34. The method according to claim 24, wherein the location is derived from data obtained from a Global Navigation Satellite System.

35. An electronics module for a wearable article, the electronics module comprising a controller and an interface, coupled to the controller, and arranged to receive signals from a sensor unit, wherein the controller is configured to determine the location of the electronics module, and to select a filter for the controller to apply to the received signal based on the determined location.

36. The electronics module according to claim 35, wherein the controller is further configured to determine a likely frequency of electromagnetic interference present in a received signal from the determined location, and to select the filter for the controller based on the determined location and the determined likely frequency.

37. The electronics module according to claim 35, wherein the controller is further configured to determine a likely use of the electronic module from the determined location and selecting the filter for the controller based on the determined location and the determined likely frequency.

38. The electronics module according to claim 37, wherein the likely use is determined to be in a clinical setting.

39. The electronics module according to claim 37, wherein the likely use is determined to be in an outside setting and the method comprises deselecting a filter in response to determining a location of an outside setting.

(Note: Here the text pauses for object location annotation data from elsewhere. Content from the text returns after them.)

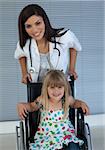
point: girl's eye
(52, 87)
(27, 26)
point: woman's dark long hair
(34, 9)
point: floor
(8, 141)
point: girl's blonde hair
(56, 78)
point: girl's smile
(56, 93)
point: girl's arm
(24, 108)
(73, 57)
(25, 74)
(76, 103)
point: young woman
(42, 47)
(55, 130)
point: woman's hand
(22, 110)
(83, 105)
(85, 108)
(25, 78)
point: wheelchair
(26, 130)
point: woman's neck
(43, 46)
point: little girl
(55, 130)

40. The electronics module according to claim 35, wherein the electronics module further comprises a memory including a look up table and the controller is configured to access the look up table to determine the likely frequency for the determined location.

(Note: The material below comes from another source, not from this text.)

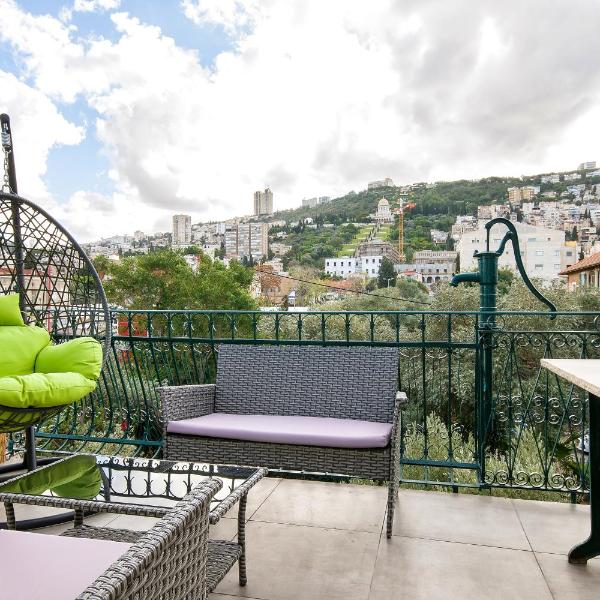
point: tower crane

41. The electronics module according to claim 36, wherein the likely frequency is a utility frequency.

42. The electronics module according to claim 35, and further comprising a location device coupled to the controller and arranged to provide location data to the controller, whereby the controller is configured to determine the location from the location data.

43. The electronics module according to claim 35, and further comprising a communicator coupled to the controller and arranged for communication with a mobile device, whereby the determined location is derived from a location device provided on the mobile device.

44. The electronics module according to claim 43, wherein the location device is a Global Navigation Satellite System device.

45. A wearable article including an electronics module according to claim 35.

46. A controller for an electronics module according to claim 45.